In four minutes, four lives changed. At the Prairie Lakes Estate mobile home park, Kathy Nelson was caught in the middle of the EF3 twister.

“And then the electricity went out and I said ‘Colton, grab the dogs, get in the bathroom, get in the tub. Let’s close the door and let’s hope,’” said Kathy Nelson.

Eric Gavin died at the Prairie Lakes Estate mobile home park. Tammy and Kathy Nelson say he was a good neighbor.

“We had wood pillars going down the sides of the driveway to block it in and he’d come pull me out,” said Tammy Nelson.

Shasta Westeby lived a few trailers down from the Nelsons. The single mother was in town when the tornado hit and returned home to find her home destroyed.


“Hit my knees, balled, because I’m like, I was not finding my house. My house is gone,” Westaby recalled.

Westaby was a home daycare provider so when she lost her house, she lost her job as well.
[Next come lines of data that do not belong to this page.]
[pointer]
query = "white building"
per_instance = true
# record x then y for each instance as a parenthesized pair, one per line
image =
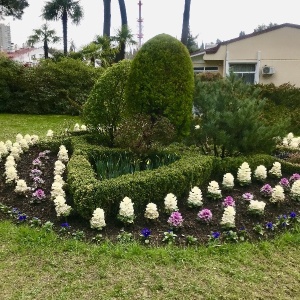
(5, 37)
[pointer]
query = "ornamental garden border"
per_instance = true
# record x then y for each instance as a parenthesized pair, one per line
(192, 169)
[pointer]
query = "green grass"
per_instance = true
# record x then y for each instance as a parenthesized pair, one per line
(46, 267)
(36, 264)
(11, 124)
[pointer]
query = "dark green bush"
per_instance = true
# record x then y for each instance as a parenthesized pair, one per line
(283, 102)
(161, 82)
(59, 87)
(105, 105)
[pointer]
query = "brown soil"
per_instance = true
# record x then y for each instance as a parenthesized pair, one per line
(191, 227)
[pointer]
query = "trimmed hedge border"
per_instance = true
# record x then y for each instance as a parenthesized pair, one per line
(192, 169)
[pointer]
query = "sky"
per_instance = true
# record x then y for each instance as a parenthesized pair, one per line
(210, 20)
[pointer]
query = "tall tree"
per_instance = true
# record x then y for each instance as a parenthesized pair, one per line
(45, 35)
(14, 8)
(186, 22)
(124, 37)
(63, 10)
(107, 17)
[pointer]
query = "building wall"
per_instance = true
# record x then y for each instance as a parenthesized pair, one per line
(279, 49)
(5, 37)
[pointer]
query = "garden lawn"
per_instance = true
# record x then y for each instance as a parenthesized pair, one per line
(38, 265)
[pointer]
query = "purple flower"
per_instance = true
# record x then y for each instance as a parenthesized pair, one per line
(39, 194)
(247, 196)
(294, 177)
(22, 217)
(205, 215)
(145, 232)
(228, 201)
(37, 162)
(38, 180)
(175, 219)
(266, 190)
(284, 182)
(215, 234)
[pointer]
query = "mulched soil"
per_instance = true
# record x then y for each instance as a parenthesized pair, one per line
(45, 210)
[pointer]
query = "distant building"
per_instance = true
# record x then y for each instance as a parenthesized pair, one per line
(5, 37)
(28, 56)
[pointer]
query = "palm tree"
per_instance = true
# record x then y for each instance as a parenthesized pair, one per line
(63, 9)
(123, 37)
(107, 17)
(45, 35)
(186, 21)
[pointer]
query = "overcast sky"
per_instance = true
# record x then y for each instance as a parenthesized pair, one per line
(210, 20)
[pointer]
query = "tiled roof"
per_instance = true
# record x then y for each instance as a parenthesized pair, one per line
(216, 48)
(19, 52)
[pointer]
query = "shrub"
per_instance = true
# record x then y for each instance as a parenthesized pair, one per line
(105, 105)
(49, 88)
(161, 83)
(231, 119)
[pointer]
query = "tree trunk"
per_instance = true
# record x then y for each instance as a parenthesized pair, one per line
(107, 17)
(65, 31)
(46, 49)
(124, 22)
(186, 22)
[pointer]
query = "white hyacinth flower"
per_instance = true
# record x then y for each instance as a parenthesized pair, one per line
(98, 219)
(151, 211)
(195, 197)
“How am I going to tell my child we don’t have a home anymore? And yeah, it was tough. It was the hardest thing I’ve ever had to tell somebody,” Westaby told CBS 58.

Mick Howland rushed from home to home to shut off gas tanks and thwart an explosion. That’s when a tree fell on top of him.
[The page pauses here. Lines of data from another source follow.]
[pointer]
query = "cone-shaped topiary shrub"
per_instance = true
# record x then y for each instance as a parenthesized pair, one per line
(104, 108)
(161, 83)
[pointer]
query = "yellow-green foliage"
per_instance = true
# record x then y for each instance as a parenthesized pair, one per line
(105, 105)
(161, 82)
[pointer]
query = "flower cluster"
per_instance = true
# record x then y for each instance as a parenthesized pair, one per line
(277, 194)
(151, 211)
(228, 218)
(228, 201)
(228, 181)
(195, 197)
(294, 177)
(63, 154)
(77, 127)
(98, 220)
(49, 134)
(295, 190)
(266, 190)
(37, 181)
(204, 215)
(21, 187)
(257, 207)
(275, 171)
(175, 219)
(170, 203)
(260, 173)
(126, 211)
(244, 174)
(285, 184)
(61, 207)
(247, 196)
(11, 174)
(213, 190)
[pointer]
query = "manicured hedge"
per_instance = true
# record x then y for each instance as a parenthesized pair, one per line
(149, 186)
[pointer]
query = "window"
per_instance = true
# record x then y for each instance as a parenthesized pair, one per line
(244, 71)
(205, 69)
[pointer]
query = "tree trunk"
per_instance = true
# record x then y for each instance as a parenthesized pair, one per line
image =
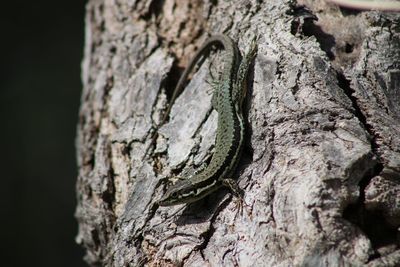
(321, 164)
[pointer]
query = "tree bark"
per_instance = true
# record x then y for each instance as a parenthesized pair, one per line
(321, 163)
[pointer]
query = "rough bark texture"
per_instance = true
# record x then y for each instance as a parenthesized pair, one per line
(321, 166)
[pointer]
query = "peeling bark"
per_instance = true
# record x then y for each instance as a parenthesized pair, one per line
(321, 166)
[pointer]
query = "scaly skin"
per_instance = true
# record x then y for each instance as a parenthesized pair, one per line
(228, 96)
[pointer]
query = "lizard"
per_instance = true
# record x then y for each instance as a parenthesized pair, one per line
(228, 96)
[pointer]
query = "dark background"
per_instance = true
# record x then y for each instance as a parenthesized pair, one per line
(41, 48)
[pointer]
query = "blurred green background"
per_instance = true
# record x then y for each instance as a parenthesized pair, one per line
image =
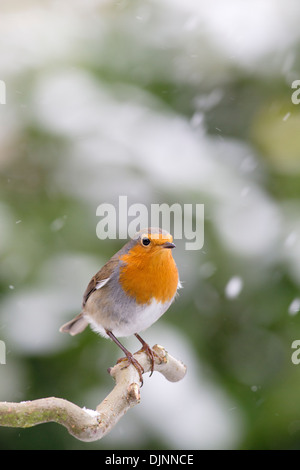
(161, 101)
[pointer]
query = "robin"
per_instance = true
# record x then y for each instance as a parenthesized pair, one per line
(131, 291)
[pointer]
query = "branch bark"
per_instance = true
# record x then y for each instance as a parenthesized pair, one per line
(91, 425)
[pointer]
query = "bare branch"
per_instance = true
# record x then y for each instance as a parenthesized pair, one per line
(92, 425)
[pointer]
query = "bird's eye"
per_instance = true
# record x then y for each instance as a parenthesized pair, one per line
(145, 241)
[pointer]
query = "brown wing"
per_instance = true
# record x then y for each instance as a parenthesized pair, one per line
(100, 278)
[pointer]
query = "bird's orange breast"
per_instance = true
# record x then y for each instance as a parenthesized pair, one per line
(145, 276)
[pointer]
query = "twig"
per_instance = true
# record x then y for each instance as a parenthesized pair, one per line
(92, 425)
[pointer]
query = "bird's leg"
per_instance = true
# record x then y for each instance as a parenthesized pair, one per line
(146, 348)
(128, 354)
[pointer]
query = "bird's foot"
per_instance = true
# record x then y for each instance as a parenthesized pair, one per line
(131, 360)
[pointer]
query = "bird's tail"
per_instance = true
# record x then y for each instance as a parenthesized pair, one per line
(75, 326)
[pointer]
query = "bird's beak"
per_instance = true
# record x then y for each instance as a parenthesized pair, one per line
(169, 245)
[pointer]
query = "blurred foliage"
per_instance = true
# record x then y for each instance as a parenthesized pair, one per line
(155, 66)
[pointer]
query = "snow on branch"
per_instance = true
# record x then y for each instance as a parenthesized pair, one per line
(92, 425)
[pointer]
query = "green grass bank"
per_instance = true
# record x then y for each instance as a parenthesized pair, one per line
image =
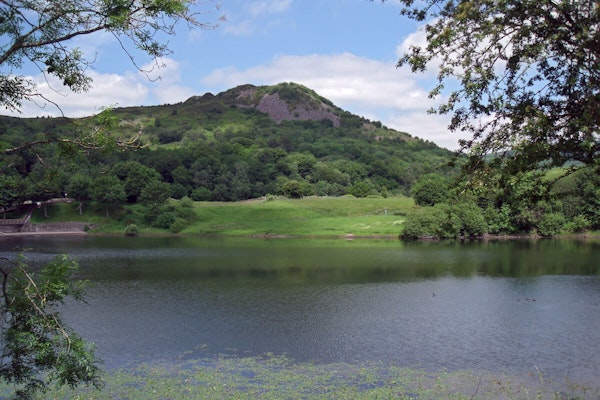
(270, 216)
(276, 377)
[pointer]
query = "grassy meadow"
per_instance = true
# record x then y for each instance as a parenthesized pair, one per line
(270, 216)
(311, 217)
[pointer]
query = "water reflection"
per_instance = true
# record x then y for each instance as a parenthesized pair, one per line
(500, 306)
“I don’t’ know how I got across there but I remember going over there and shutting off the tank. On the way back, I got hindered when a tree fell on me. The wind was still blowing 60 to 65 miles an hour. I could see the tornado still heading east,” Howland said.
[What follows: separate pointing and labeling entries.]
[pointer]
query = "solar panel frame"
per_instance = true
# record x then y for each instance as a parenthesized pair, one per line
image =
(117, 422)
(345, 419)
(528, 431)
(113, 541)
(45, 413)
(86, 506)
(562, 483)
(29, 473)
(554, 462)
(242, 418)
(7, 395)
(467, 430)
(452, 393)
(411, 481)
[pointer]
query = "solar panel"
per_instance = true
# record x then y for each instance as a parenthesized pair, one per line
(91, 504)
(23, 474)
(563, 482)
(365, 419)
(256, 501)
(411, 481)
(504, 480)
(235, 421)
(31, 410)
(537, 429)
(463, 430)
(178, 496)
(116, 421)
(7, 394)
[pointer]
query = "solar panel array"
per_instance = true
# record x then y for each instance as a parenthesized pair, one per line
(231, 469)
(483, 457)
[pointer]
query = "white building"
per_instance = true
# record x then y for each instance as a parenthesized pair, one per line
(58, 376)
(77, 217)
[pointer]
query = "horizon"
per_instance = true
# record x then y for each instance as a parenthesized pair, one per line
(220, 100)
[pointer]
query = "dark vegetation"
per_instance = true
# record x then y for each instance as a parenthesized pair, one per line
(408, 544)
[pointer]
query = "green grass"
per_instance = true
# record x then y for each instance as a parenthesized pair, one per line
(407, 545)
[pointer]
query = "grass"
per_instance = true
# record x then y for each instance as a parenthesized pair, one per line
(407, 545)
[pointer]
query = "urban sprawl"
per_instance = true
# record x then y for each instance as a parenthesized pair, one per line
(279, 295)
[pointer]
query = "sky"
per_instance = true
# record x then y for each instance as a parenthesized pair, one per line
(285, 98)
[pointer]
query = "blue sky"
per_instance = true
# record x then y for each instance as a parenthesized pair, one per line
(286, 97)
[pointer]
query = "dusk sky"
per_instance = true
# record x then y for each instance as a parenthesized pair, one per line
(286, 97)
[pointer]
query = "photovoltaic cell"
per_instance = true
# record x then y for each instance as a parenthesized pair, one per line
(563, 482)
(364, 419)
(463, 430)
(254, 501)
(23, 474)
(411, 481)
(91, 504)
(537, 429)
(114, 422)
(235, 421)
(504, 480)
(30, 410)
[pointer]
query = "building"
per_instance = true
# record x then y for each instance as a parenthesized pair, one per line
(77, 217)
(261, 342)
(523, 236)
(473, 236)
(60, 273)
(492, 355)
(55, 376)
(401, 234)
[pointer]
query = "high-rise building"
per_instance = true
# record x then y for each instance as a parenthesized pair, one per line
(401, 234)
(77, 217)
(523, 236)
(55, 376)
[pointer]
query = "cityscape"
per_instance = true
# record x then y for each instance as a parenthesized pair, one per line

Howland broke his back, hip, and skull in multiple places. He was bleeding internally when rescuers got to him. He believes he would have died if his dog weren’t with him.

“I had called them at five probably about 5:45, something like that. Didn’t get to me ‘til after dark and then they couldn’t find me. They found me because my dog was barking,” Howland said.